Government debt will peak at about 50.4 percent of GDP, according to the IMF, compared with earlier estimates for as much as 90 percent. Inflation is the biggest risk to planned euro adoption in 2014, Vilks said. “This is the largest concern for us, inflation, rather than the fiscal balance,” he said. Consumer prices may rise by an average of about 2 percent next year, due in part to increases in the value-added tax, he said.

Latvia has a “very limited corridor for maneuvers” before inflation picks up, he said.

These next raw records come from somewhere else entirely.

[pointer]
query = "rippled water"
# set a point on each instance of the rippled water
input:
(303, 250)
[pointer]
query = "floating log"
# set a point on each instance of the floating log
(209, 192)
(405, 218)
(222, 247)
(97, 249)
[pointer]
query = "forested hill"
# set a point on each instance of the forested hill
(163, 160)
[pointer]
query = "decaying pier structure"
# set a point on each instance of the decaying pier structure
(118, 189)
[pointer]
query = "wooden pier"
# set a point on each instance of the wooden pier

Missing the euro-target date may delay the switchover to 2020 because of accelerating consumer-price increases, according to Vilks.
A crisis spillover from the eurozone and any delay in Latvia’s plans to adopt the euro by 2014 could also threaten the country’s recovery, notes the IMF, reports AFP. “Immediate risks are much lower than last year, but medium-term challenges remain en route to euro adoption,” said the group.

The thorniest challenges include reducing double-digit unemployment as well as ensuring spending cuts are sustainable and sticking to a reform drive. “While substantial progress has been made so far to restore competitiveness, structural reforms are needed to enhance productivity.”
The IMF urged Latvia to improve its education system, make the economy more business-friendly, and strive to make governance more efficient.

The global lender also warned that high unemployment could become ingrained in the wake of the total economic contraction of 25 percent over 2008 and 2009. Since the onset of the crisis in late 2007, around one-fifth of Latvia’s total employment has been lost, the IMF said. “Construction employment has halved, contributing roughly one third of all job losses with male and less skilled workers hurt most. Youth unemployment has increased to 43 percent, and long-term unemployment to 32 percent of all unemployed,” it said.